#6 - JRL 7214
The Guardian (UK)
June 7, 2003
Last night's TV: Peter the beheader
BY GARETH MCLEAN
"Fear is what is needed in a despotism," said the philosopher Charles de Secondat. "Virtue is not at all necessary, and honour would be dangerous." As far as needs go, this one was more than met by Peter the Great of Russia. (He was, it would be fair to say, an overachiever in that respect). He had 14 torture chambers built to house his opponents, and beheaded 1,200 "rebels" in a summertime purge. He forced his first wife to become a nun, exiled special advisers to Siberia, and had his son Alexei tortured and murdered after he absconded from Russia to Italy. He even had his torture chambers equipped with whips soaked in salt to make them sharper.
And, along with the courtiers and counts, there were the countless, nameless Russians who died attempting to build St Petersburg on the swamp around the Neva river.
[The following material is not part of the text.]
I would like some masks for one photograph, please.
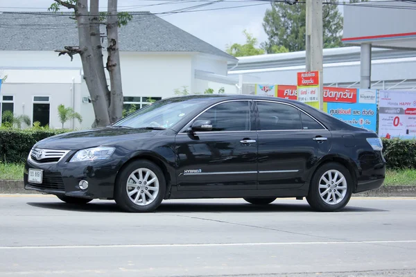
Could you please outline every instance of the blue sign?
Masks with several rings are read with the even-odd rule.
[[[358,89],[355,103],[328,102],[327,112],[353,126],[376,132],[377,127],[377,91]]]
Peter's paradise was a crypt for his countrymen. But Peter wasn't entirely devoid of virtue. The first tsar to leave Russian soil, he was determined to unify and turn his country westward, suggesting his ambition was not just for himself.
He introduced coffee, tea and smoking to Russian society, mastering naval architecture during his time drinking in what Europe had to offer. "Learn," he enthused. "I see teachers everywhere." While he may not have founded a line to stretch to the crack of doom, Peter turned Russia from a shambling tramp into a fearsome player, a makeover to make Trinny and Susannah balk.
Mary McMurray's Peter in Paradise (BBC2) detailed both sides of the emperor and was conflicted like its subject. There were moments when it did communicate the weight of Peter's achievements and made the history very meaty indeed. But there were also moments - and these were more frequent - that were excruciating, embarrassing and downright lame. It's not that it was cheap (though it was and, a little admirably, it made a virtue of its cheapness) but it was that it had all the credibility of a schools programme.
Some of the storytelling was atrocious and it was laughably bad in parts, right down to the hammy actors with comedy beards and funny accents. It could be construed that Peter the Great died of disappointment. After watching Peter in Paradise, you knew how he felt.